You may have encountered them already.
Excessively friendly guys in fluoro vests and matching hats, inhabiting service station forecourts and shopping centre carparks. They will approach you with a can of this FW1 spray and a shitty looking rag.
At this point those who are particular about their vehicle will want to utter some quiet words to warn them off- they are as persistent as window washers, though somewhat less likely to be on crack.
After a quick introduction they will proceed to demonstrate by cleaning a small area of your paintwork, while you stare in amazement, not at the product but at their chutzpah. It won’t last very long; they are never generous enough to clean your entire vehicle, though if you are lucky they will finish an entire mirror.
But it’s not over yet. When you go in to pay for your juice you must walk right by their little red desk, complete with FW1 signage and a credit card merchant terminal, where they have inevitably put together a special package just for you. There will be around 6 cans of various products, a range of cleaning implements and a hat, all in a natty branded bag.

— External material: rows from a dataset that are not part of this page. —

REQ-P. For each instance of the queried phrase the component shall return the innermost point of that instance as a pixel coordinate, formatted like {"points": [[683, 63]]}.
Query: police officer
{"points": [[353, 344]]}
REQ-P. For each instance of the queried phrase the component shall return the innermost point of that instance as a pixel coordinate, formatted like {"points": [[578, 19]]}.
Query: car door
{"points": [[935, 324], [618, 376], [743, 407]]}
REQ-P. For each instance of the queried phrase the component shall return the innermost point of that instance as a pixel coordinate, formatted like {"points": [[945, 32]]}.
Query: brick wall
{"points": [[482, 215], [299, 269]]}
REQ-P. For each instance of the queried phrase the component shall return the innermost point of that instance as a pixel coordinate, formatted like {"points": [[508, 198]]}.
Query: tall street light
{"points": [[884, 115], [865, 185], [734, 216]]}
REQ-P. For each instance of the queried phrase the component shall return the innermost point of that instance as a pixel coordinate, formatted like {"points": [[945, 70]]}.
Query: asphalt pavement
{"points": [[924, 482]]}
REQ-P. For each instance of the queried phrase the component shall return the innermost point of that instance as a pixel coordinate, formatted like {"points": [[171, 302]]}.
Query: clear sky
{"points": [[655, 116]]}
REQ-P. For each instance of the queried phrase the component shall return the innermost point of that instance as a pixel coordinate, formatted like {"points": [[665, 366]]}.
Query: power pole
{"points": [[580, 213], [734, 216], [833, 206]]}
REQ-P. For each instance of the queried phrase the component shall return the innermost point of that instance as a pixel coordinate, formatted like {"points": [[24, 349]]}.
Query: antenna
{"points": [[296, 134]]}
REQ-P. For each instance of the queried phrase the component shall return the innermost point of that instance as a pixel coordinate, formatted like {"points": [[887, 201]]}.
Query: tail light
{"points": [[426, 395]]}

Whether you buy some or not, you will drive away with a shiny clean patch.
I caved in to their relentless shtick, but I only got the basic wax in a can. Frankly the rest of the package just seems like expensive padding, though if you bargain with them you should get some microfiber rags thrown in.
So is the stuff any good?
I tried it on a Vespa GTS, in Midnight Blue. Dark metallic colours are a good test of any wash and wax, as any dirt or streaks show up well. There’s also lots of chrome.

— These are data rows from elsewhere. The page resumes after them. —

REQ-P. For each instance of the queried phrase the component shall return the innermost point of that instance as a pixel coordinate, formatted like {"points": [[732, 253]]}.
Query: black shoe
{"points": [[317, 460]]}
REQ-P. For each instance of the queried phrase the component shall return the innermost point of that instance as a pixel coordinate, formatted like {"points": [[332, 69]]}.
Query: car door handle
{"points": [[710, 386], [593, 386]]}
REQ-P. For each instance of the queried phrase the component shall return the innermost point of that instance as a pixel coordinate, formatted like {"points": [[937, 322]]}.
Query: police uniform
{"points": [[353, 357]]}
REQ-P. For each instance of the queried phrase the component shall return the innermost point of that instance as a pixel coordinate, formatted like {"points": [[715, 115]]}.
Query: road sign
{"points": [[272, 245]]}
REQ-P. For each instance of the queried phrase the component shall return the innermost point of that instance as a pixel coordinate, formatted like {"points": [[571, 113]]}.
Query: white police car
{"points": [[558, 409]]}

To start with, it is not really a waterless car wash, if such a thing really exists. If there is only a little dust, some rain spots and a few bug splats, as per the instructions go right ahead. But “excess” dirt, mud or chunky bird poo will still need to be washed off with water, or you will scratch your paint. It is quite easy to apply, spray a few spots and gently work it in with a terry towel, then buff it off with the microfiber rag. The shine comes easy, but it is also easy to leave streaks- wax in a well lit area to spot these, and another gentle buff with the microfiber will see them off.
The results are definitely not concourse standard or even equal to a traditional wax, but they’re more than comparable with your typical liquid sealant type product. It’s not actually any less effort than the typical liquid either, though if you can do without the wash stage obviously you save that much effort and water. It definitely does what it says on the can, but is not the miracle that the exuberant forecourt marketing seems to suggest.
And that is the problem with this product. It stands on its own as a can of wash & wax, but add direct marketing and suddenly it is weighed down with the baggage of expectation and scepticism. If I had found it online or sitting on a store shelf I would be satisfied that I had discovered something for myself that was new and delightful. Unfortunately, even though it works, I can’t shake the feeling that it’s a rip off, simply because of the way it is sold.
This stuff could have been delightful, but the experience has been ruined for me by the dodgy direct marketing. The product itself I rate Acceptable, simply for doing what it says on the can. The marketing however I rate as Fully Shit.